With summer fast approaching, it’s time to start thinking about your holidays and how you’re going to look in your shorts and t-shirt after a winter of excess and sloth. This means that wearable fitness tech – which has recently become a major focus of the largest technology manufacturers – could be right up your street.
In the past we’d spend months trying to get fit, with motivation beginning to wane and no measure of how hard we may actually be working. This could all change with the evolution of wearable tech, which shadows our every move and gives us the flexibility to achieve our fitness goals.
There’s no denying fitness tech is all the rage right now and you may be surprised how motivational they can be. By uploading your fitness data to these gadgets, you’re effectively ‘gamifying’ your fitness regime and before long, personal fitness could be as addictive as Candy Crush.
SAMSUNG GALAXY 5
Where else to start but with the new Samsung Galaxy S5, which puts fitness tracking at the heart of its latest marketing pitch. The new Galaxy S5 has a heart rate monitor on the back of the phone, which can be used as your sole fitness indicator – but also invites you to dabble in products like Gear Fit, Gear 2 and Gear 2 Neo, as well as a host of revolutionary fitness apps such as Runkeeper, Kimble and MyFitnessPal.
SAMSUNG GALAXY GEAR 2
Unlike the Galaxy Gear which is primarily a smartwatch, the Gear 2 does everything a smart-watch does alongside its function as a pedometer, heart rate monitor and being an all round fitness bracelet. You can even download the relevant 3rd party apps to your Galaxy S5 and swap information with fellow users in order to compete for the best results.
BASIS B1 BAND
The Basis B1 might not have the sleek styling of the Gear 2, but many critics would argue that its functionality might surpass its rival. As well as having the normal activity sensors, it also measures perspiration and skin temperature. Additionally, it measures your sleeping activity automatically, so you know how much REM sleep you’ve had in comparison to light sleep and how many times you’ve been disturbed. The Basis also focuses on facets such as resting heart rate and stress levels – health bracelets aren’t always just about fitness!
This is a nice looking device which measures steps, elevation (for hill walking, cycling etc.), heart-rate and sleep levels. The device is only 8 grams in weight and has a neat touchscreen display; it’s definitely worth downloading the relevant apps for both iOS and Android. The company’s site challenges you to beat the WHO’s 10,000 steps a day recommendation and this is exactly where devices like these come in handy.

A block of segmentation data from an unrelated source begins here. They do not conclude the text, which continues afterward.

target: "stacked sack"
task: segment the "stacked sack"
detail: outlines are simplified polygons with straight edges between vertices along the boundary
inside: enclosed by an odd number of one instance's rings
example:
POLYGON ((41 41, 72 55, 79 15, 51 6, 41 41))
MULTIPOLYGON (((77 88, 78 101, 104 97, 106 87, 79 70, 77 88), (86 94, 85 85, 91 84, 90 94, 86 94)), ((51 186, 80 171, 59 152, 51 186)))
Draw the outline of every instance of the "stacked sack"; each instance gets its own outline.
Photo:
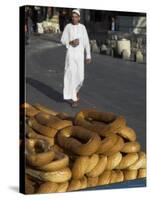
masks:
POLYGON ((146 176, 146 155, 123 116, 85 109, 74 117, 22 105, 26 193, 80 190, 146 176))

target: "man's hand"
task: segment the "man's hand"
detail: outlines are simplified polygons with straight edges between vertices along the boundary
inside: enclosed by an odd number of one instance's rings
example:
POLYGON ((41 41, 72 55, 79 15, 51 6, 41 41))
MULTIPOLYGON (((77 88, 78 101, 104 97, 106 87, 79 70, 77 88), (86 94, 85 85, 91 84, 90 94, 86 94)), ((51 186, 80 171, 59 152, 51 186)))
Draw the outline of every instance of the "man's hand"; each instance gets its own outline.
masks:
POLYGON ((86 64, 90 64, 91 63, 91 58, 87 58, 86 59, 86 64))

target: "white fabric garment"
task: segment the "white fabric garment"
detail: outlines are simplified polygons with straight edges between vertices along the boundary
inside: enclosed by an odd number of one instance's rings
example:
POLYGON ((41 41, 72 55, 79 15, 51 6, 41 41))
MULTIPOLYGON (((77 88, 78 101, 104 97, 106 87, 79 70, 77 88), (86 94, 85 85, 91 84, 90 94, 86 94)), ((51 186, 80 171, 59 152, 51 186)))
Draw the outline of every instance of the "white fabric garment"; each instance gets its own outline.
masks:
POLYGON ((67 48, 63 97, 77 101, 77 92, 84 81, 84 50, 86 58, 91 58, 89 38, 85 26, 80 23, 77 25, 67 24, 61 42, 67 48), (74 39, 79 39, 79 45, 76 47, 69 44, 74 39))

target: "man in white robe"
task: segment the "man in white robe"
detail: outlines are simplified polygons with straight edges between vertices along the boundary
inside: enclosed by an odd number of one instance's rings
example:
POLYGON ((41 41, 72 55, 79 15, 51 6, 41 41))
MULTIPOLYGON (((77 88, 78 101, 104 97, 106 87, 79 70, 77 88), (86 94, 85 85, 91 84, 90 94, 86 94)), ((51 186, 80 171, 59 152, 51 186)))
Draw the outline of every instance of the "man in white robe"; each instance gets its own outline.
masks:
POLYGON ((72 11, 72 23, 65 26, 61 42, 66 46, 63 97, 72 100, 72 107, 79 101, 79 90, 84 81, 84 51, 86 63, 91 62, 91 52, 87 30, 80 23, 80 12, 72 11))

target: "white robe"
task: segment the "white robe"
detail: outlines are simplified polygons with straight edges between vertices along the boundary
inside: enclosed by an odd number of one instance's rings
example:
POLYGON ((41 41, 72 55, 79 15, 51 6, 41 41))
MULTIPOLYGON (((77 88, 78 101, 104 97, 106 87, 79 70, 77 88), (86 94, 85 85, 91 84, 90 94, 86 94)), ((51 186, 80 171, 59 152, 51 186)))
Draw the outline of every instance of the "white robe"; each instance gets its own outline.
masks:
POLYGON ((84 81, 84 50, 86 58, 91 58, 89 38, 85 26, 80 23, 77 25, 67 24, 61 42, 67 48, 63 97, 77 101, 77 92, 84 81), (74 39, 79 39, 79 45, 76 47, 69 44, 74 39))

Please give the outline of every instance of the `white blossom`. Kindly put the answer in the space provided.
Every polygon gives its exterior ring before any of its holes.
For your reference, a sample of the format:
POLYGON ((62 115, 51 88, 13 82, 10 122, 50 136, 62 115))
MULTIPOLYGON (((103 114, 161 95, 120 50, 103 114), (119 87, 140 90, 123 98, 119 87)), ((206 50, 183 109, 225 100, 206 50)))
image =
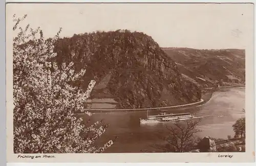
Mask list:
POLYGON ((113 141, 100 148, 94 144, 107 126, 102 122, 88 126, 74 114, 83 108, 95 81, 85 92, 70 85, 83 77, 86 69, 75 73, 73 62, 63 63, 60 69, 51 60, 56 56, 53 43, 61 29, 54 38, 45 40, 40 28, 18 28, 25 18, 13 18, 13 30, 19 31, 13 38, 14 153, 102 152, 113 141))

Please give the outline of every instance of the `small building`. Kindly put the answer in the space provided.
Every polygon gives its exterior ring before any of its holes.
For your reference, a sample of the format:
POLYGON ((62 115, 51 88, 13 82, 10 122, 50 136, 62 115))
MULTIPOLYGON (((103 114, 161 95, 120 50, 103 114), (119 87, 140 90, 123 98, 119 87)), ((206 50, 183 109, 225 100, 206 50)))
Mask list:
POLYGON ((210 137, 204 137, 198 144, 198 147, 200 152, 212 152, 216 151, 216 144, 210 137))

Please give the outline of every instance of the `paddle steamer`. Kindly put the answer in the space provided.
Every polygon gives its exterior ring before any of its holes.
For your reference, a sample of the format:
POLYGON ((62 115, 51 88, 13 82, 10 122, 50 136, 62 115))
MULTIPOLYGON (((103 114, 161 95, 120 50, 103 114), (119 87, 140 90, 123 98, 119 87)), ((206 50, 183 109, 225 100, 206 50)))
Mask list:
POLYGON ((194 116, 189 112, 166 114, 164 112, 156 115, 148 115, 148 111, 146 119, 140 118, 141 124, 177 121, 191 118, 194 116))

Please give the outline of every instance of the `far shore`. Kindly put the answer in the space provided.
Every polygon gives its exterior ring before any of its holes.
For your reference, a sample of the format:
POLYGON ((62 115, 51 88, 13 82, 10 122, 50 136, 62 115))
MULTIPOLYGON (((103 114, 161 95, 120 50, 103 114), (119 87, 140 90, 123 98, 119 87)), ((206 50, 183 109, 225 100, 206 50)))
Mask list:
MULTIPOLYGON (((160 111, 169 111, 173 109, 179 109, 179 108, 188 108, 192 107, 200 106, 206 102, 207 102, 211 98, 212 93, 219 90, 220 89, 226 89, 226 88, 245 88, 245 86, 223 86, 218 88, 205 88, 204 92, 202 92, 202 98, 199 102, 195 102, 193 103, 183 104, 176 106, 168 106, 164 107, 158 107, 158 108, 140 108, 140 109, 84 109, 85 111, 88 111, 91 112, 91 113, 101 113, 101 112, 141 112, 145 111, 147 110, 160 110, 160 111)), ((82 114, 84 113, 77 113, 76 114, 82 114)))

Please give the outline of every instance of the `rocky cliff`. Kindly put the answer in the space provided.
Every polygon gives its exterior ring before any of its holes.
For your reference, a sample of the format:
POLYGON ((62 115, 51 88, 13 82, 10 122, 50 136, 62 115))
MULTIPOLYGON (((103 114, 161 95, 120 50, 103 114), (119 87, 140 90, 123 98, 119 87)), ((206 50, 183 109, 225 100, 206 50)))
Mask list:
POLYGON ((118 30, 74 35, 56 44, 59 62, 87 73, 77 85, 97 84, 92 98, 113 97, 119 108, 139 108, 200 101, 201 91, 151 36, 118 30))

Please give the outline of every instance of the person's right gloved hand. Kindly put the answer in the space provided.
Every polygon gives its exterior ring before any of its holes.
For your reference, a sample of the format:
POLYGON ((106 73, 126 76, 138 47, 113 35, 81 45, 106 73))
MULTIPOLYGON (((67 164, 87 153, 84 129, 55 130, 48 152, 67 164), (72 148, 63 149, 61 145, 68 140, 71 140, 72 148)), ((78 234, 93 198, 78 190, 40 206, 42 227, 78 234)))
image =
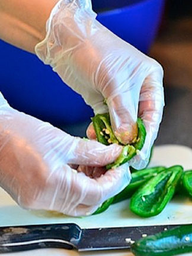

For an excellent budget version of these devices, you might wish to try the Fitbit Zip. The Zip is a small clip-on device which can be synched via Bluetooth on certain Samsung phones or through a USB adaptor. The Zip is marketed as a real everyday device for normal life and surprisingly allows you to do most of the things that its more advanced counterparts achieve. If these devices are purely about motivation and quantifying the fitness experience, you could do a lot worse than the Fitbit Zip.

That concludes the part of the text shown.